"Guten Tag. Herzlich willkommen!", liest Bernhard Herbordt aus dem Drehbuch des eigenen Stücks "Das Theater". "Sie wollen bei uns eintreten?" Eigentlich stammt der Text von Franz Kafka. "Kommen Sie ruhig näher. Es ist das größte Theater der Welt!" Innen rücken die Besucher in den kleinen Räumlichkeiten zusammen, es ist kuschelig.
Das Schaudepot befindet sich im Souterrain eines Mehrfamilienhauses im Stuttgarter Süden. Früher war es die Werkstatt eines Fliesenlegers. Von einem Empfangsraum mit schwarzem Tresen geht es geradeaus in das "Büro", weiter durch den Kellerflur ins "Kino", das zugleich der Technikraum ist. Geräte wie Beamer, Kameras und Werkzeuge sind hier gelagert, die man auch ausleihen kann, das Schaudepot arbeitet hier mit dem Verein Teilbar zusammen. Das eigentliche Depot, gleich rechts vom Eingang, ist ein länglicher Raum, gerade mal 14 Quadratmeter groß.
Schaudepots gibt es sonst nur in Kunstsammlungen: Wenn der Platz an den Wänden eines Museums nicht ausreicht, bleibt ein Teil der Werke im Depot, kann dort aber aus dem Regal gezogen und angesehen werden. Mit Theaterstücken geht das nicht so einfach. Während an den großen Bühnen Repertoirestücke manchmal lange im Programm bleiben, erklärt Herbordt, seien die Aufführungen der freien Szene meist nach kurzer Zeit wieder Geschichte. Nichts erinnert mehr an sie, außer dem, was das Publikum von ihnen im Gedächtnis behält. Die beiden Theatermacher:innen Melanie Mohren und Bernhard Herbordt haben sich also gefragt: Wie wäre es, wenn wir unsere eigenen Stücke irgendwo archivieren? Um sie wieder hervorholen und vorzeigen zu können?
Eine neue Theater-Dimension
Im Juli 2021 eröffnet, ist das Schaudepot auch ein Kind von Corona. Viele Kulturschaffende haben ihre Aufführungen gestreamt oder neue Stücke entwickelt.

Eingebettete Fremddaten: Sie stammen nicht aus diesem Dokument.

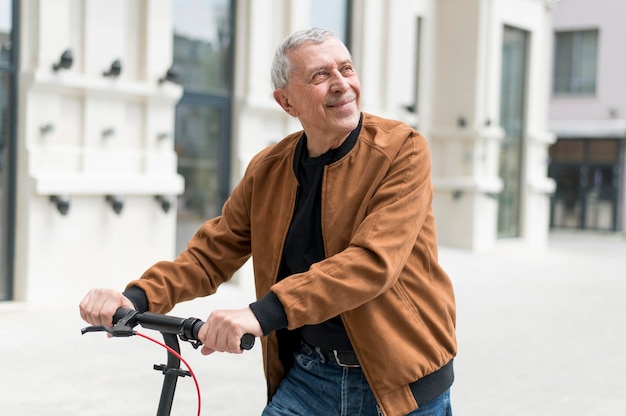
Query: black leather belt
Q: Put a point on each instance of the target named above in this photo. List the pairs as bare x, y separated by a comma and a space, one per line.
342, 358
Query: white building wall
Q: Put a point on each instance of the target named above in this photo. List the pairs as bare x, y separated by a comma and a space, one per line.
456, 76
465, 134
83, 136
603, 114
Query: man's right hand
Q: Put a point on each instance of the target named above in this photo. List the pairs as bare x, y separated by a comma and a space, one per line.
99, 305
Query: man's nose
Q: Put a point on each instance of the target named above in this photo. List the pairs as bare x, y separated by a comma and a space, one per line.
339, 83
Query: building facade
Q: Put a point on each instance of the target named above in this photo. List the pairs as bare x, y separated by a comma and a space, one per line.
588, 115
133, 120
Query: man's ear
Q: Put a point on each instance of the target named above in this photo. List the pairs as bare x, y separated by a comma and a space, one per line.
281, 98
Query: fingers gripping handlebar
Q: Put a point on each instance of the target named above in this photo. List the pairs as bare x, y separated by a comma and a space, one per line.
187, 329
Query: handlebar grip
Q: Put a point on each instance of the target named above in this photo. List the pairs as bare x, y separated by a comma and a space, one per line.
120, 313
246, 343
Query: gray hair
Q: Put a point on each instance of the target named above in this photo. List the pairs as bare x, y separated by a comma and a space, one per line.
281, 66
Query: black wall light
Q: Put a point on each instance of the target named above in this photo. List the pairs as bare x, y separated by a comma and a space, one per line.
65, 61
171, 75
62, 203
114, 70
165, 203
116, 202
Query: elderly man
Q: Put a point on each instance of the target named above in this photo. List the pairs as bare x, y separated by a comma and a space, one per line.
355, 314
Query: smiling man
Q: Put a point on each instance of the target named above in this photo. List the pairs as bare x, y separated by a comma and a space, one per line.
355, 314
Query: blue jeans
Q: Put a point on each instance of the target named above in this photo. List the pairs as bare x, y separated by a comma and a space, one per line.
316, 387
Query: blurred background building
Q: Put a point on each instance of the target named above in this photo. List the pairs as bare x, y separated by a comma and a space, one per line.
124, 124
588, 115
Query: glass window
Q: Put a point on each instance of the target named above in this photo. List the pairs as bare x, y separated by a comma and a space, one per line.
568, 150
202, 56
604, 151
202, 44
5, 31
332, 15
513, 119
576, 55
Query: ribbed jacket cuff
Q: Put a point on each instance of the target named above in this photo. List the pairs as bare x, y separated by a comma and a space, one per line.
270, 313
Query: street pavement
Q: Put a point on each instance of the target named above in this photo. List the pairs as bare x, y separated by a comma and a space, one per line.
540, 333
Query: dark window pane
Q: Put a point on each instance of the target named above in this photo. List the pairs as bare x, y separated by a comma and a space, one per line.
202, 45
567, 151
575, 62
5, 31
603, 151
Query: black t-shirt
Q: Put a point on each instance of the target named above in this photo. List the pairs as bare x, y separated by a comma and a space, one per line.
305, 245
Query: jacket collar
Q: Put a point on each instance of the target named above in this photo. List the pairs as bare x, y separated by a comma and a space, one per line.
340, 152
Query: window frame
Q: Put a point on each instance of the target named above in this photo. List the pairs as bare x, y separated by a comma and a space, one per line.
574, 83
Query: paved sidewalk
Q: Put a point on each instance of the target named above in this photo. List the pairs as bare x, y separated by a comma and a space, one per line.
539, 334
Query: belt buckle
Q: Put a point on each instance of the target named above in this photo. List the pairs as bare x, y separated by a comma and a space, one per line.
341, 364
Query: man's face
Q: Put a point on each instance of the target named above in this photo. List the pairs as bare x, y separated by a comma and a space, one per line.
323, 89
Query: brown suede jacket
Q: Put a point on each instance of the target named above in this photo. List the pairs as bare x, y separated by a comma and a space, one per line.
381, 273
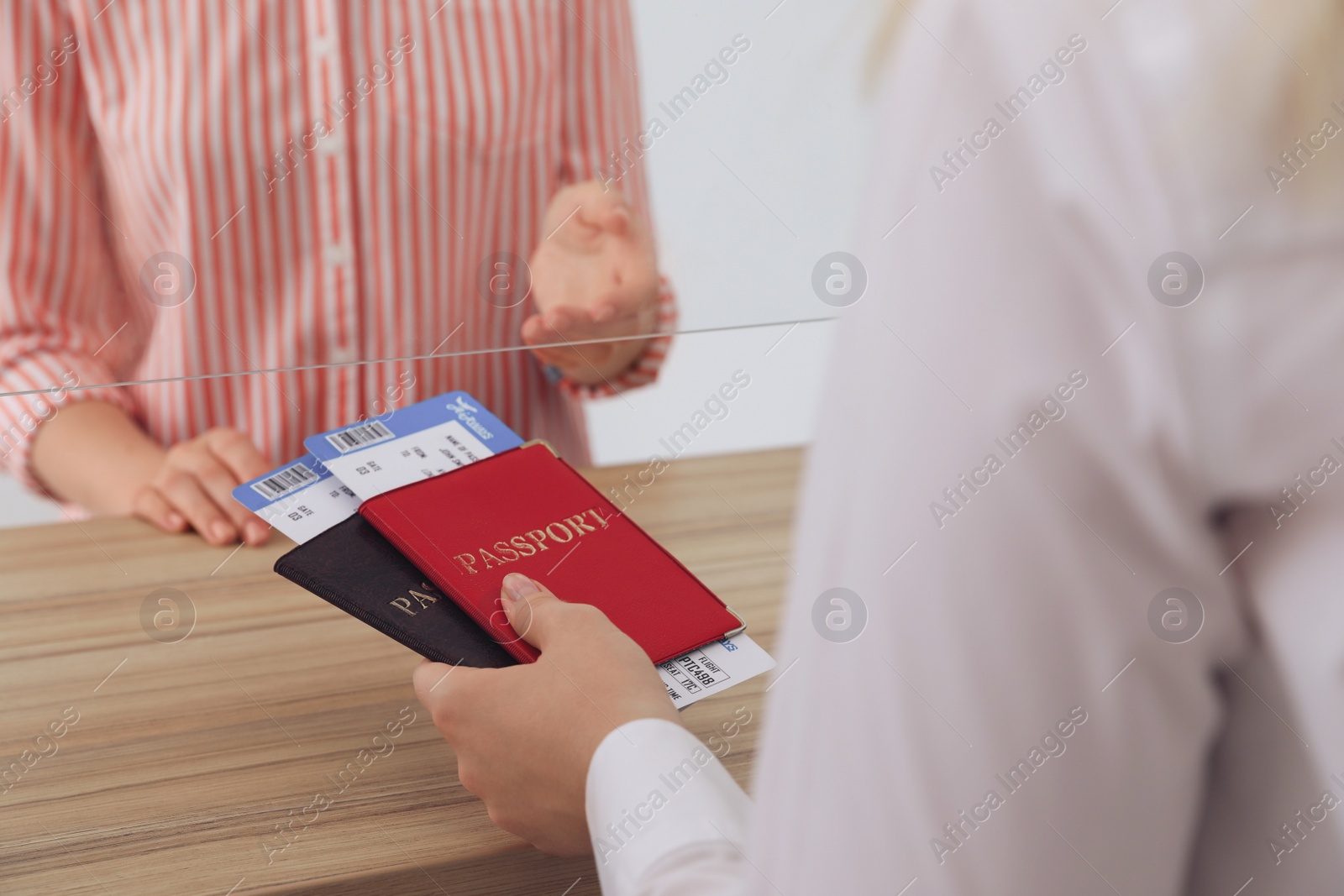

Herbordt und Mohren dagegen entwickelten eine neue Form, eine andere Dimension von Theater.
Normalerweise findet Theater zu festen Terminen statt. Das Publikum ist idealerweise so groß, dass der Saal gefüllt ist. Beim Schaudepot ist das anders. Nicht nur fehlt für eine größere Anzahl von Zuschauern der Platz, sie können auch grundsätzlich jederzeit kommen. E-Mail oder Anruf genügt. In der Mittagspause, nach der Arbeit, am Abend oder am Wochenende. Mittwochs zwischen 12 und 14 Uhr ist regulär geöffnet. Das Schaudepot lässt sich auch per Zoom-Konferenz erkunden. Aus einem Katalog von derzeit ungefähr zehn Programmen können sich Besucher:innen aussuchen, was sie sehen wollen, oder eine Führung buchen.